# Update gridVeg Additional Species in BigQuery

This notebook appends new additional species records to the BigQuery table from a CSV file stored in GCS.

**Operation**: APPEND new rows (not replace entire table)

## Requirements
- Google Cloud credentials configured
- Configuration file: copy `config.example.yml` to `config.yml` and fill in your values
- Required packages: google-cloud-bigquery, google-cloud-storage, pandas, pyyaml


In [None]:
# Import required libraries
import yaml
import pandas as pd
from pathlib import Path
from google.cloud import bigquery
from google.cloud import storage
from datetime import datetime

print("Libraries imported successfully")


## Load Configuration

**TODO**: Add configuration section to config.yml for this table


In [None]:
# Load configuration from YAML file
config_path = Path("../config.yml")

if not config_path.exists():
    raise FileNotFoundError(
        f"Configuration file not found: {config_path}\n"
        "Please copy config.example.yml to config.yml and fill in your values."
    )

with open(config_path, 'r') as f:
    config = yaml.safe_load(f)

# Extract configuration values for gridVeg additional species
# TODO: Update these config keys once added to config.yml
GCS_CSV_URL = config['gridveg_additional_species']['gcs']['csv_url']
BACKUP_BUCKET = config['gridveg_additional_species']['gcs'].get('backup_bucket')
BACKUP_PREFIX = config['gridveg_additional_species']['gcs'].get('backup_prefix', 'backups/gridveg_additional_species')
BQ_TABLE_ID = config['gridveg_additional_species']['bigquery']['table_id']
BQ_PROJECT = config['gridveg_additional_species']['bigquery'].get('project')
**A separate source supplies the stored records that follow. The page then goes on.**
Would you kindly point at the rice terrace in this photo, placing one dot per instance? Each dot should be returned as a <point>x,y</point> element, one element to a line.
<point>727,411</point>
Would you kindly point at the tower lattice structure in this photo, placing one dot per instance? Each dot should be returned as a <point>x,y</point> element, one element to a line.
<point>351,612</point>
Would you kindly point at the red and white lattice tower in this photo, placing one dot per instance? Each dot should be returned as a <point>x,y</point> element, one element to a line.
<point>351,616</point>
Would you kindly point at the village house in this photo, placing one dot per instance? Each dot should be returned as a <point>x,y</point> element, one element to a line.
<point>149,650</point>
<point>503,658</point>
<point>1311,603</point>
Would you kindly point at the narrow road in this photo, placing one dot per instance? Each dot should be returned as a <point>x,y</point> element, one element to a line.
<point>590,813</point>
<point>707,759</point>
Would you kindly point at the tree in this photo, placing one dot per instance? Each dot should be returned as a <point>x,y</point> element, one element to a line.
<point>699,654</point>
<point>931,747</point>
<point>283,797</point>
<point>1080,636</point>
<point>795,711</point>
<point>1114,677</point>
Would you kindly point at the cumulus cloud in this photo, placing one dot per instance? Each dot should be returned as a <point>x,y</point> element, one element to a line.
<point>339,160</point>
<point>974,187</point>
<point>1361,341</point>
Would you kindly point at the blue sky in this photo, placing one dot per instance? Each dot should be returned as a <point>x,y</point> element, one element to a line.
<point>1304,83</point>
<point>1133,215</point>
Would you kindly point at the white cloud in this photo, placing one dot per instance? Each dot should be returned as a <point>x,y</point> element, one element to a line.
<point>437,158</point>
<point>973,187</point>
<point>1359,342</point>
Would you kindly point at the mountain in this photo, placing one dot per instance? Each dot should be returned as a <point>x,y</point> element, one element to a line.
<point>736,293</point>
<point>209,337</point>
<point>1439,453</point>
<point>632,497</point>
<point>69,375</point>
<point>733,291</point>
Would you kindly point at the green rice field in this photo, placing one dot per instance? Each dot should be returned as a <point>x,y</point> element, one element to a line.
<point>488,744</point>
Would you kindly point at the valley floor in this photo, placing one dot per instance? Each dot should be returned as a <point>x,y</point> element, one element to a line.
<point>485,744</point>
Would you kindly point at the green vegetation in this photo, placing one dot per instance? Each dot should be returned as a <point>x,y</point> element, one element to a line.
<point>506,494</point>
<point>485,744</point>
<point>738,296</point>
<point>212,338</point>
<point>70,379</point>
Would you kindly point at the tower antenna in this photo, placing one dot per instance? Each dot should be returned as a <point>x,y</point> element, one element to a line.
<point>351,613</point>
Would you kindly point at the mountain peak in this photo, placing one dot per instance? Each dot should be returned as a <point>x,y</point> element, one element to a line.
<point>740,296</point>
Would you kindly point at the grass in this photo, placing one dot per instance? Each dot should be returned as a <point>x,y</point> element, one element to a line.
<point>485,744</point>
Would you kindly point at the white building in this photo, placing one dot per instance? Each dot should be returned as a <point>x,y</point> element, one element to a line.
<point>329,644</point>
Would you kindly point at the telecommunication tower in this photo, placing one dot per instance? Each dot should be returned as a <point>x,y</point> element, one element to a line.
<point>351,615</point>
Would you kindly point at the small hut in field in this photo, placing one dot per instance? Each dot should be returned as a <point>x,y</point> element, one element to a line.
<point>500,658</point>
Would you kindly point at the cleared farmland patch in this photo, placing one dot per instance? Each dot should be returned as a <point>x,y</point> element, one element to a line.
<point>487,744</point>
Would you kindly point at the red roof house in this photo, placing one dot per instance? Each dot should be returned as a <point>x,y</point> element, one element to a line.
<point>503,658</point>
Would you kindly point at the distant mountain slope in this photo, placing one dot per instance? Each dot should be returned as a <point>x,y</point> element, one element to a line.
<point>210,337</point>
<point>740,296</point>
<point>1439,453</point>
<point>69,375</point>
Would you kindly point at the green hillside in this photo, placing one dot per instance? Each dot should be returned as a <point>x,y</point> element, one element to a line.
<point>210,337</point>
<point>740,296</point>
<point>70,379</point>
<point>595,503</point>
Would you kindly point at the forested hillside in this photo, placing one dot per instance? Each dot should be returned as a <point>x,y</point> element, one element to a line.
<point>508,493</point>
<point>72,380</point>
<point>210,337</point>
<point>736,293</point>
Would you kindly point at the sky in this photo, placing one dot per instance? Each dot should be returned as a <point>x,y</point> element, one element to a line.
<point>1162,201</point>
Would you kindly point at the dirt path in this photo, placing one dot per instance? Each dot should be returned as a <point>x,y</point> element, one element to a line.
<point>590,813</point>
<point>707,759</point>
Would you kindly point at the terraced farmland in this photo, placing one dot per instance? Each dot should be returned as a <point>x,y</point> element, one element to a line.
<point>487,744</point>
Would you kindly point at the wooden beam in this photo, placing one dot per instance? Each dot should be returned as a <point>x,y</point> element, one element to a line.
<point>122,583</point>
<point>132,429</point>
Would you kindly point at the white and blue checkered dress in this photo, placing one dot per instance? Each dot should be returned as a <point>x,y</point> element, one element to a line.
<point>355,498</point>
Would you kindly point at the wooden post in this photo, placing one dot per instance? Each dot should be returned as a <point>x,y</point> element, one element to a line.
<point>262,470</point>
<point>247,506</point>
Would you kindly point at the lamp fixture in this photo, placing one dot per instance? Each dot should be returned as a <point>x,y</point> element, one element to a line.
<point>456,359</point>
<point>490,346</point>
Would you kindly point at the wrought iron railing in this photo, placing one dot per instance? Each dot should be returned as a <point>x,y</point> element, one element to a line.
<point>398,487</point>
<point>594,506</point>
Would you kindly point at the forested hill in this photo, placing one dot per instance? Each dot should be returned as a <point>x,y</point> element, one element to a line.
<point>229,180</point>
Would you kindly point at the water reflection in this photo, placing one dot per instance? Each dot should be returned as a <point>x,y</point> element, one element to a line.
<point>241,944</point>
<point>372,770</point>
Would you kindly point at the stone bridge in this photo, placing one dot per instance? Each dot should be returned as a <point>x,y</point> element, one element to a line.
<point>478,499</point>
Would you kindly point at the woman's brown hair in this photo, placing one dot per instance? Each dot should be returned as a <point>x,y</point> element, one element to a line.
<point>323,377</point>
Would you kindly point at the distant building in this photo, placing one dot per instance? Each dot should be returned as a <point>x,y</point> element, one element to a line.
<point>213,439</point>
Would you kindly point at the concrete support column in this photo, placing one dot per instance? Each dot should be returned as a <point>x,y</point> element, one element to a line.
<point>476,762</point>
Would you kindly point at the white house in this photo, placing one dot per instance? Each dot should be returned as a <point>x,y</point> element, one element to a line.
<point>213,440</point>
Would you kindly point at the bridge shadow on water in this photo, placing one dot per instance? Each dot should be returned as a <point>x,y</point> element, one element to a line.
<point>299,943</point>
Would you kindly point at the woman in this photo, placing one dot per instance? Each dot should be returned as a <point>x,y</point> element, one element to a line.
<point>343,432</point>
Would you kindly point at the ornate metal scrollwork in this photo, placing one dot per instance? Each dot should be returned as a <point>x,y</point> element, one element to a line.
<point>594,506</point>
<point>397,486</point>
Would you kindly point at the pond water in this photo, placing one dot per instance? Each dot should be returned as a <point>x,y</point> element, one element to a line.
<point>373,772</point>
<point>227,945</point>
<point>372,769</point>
# Verify required config values
if not GCS_CSV_URL or GCS_CSV_URL.startswith('gs://your-'):
    raise ValueError("Please configure gridveg_additional_species.gcs.csv_url in config.yml")
if not BQ_TABLE_ID or 'your-project' in BQ_TABLE_ID:
    raise ValueError("Please configure gridveg_additional_species.bigquery.table_id in config.yml")

print("✓ Configuration loaded successfully")
print(f"  CSV URL: {GCS_CSV_URL[:60]}..." if len(GCS_CSV_URL) > 60 else f"  CSV URL: {GCS_CSV_URL}")
print(f"  Table ID: {BQ_TABLE_ID}")
print(f"  Backup: gs://{BACKUP_BUCKET}/{BACKUP_PREFIX}" if BACKUP_BUCKET else "  Backup: Not configured")